Modelling and simulation of distributed target allocation based on improved NSGA-II in multi-UUV collaborative attack

In multi-UUV collaborative attack, a reasonable weapon-target allocation scheme is very important to improve the attack efficiency. The quality and computation time of the solution are the key indices to evaluate the performance of the weapon-target algorithm. At present, the swarm intelligence optimization algorithm represented by genetic algorithm is often used to solve the weapon-target allocation problem, but this method usually adopts the centralized programming solution.

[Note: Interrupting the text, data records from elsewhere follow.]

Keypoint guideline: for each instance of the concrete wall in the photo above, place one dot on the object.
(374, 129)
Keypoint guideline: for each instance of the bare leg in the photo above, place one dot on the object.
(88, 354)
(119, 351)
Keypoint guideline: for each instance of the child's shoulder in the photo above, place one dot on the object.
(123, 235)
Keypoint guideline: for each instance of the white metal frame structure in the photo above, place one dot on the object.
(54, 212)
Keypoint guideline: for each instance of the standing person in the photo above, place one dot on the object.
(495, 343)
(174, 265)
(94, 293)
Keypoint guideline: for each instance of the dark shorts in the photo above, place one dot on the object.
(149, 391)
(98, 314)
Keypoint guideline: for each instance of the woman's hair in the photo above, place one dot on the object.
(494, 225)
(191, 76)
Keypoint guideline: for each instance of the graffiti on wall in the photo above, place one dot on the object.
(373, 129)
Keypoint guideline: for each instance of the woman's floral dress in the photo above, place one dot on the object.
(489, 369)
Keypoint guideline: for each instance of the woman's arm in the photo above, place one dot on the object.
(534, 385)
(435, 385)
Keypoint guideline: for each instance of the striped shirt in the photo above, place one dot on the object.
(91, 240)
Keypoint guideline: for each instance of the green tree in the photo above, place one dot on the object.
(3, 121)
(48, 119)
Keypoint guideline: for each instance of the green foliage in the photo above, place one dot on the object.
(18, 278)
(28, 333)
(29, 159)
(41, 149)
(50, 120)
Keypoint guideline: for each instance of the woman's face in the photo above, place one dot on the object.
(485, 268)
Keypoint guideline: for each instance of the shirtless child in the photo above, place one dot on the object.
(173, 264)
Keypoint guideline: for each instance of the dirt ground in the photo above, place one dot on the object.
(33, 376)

Although it can achieve better solution quality, the solution process has disadvantages such as large computation and long time, which limits its application in practice. To solve these problems, this paper proposes a distributed improved non-dominated sorting genetic algorithm-II (DINSGA-II), which includes adaptive crossover and mutation strategies and distributed elite interaction strategies. In addition, we have developed a multi-UUV coordinated attack simulation platform based on XSimStudio using component-based modelling techniques. Finally, the proposed distributed target allocation algorithm is compared with the traditional centralized NSGA-II algorithm on the developed simulation platform. The results show that both algorithms can find a reasonable allocation scheme, but in terms of computational speed, the running time of the DINSGA-II algorithm is about 12 times faster than that of the traditional centralized NSGA-II algorithm with the same problem size.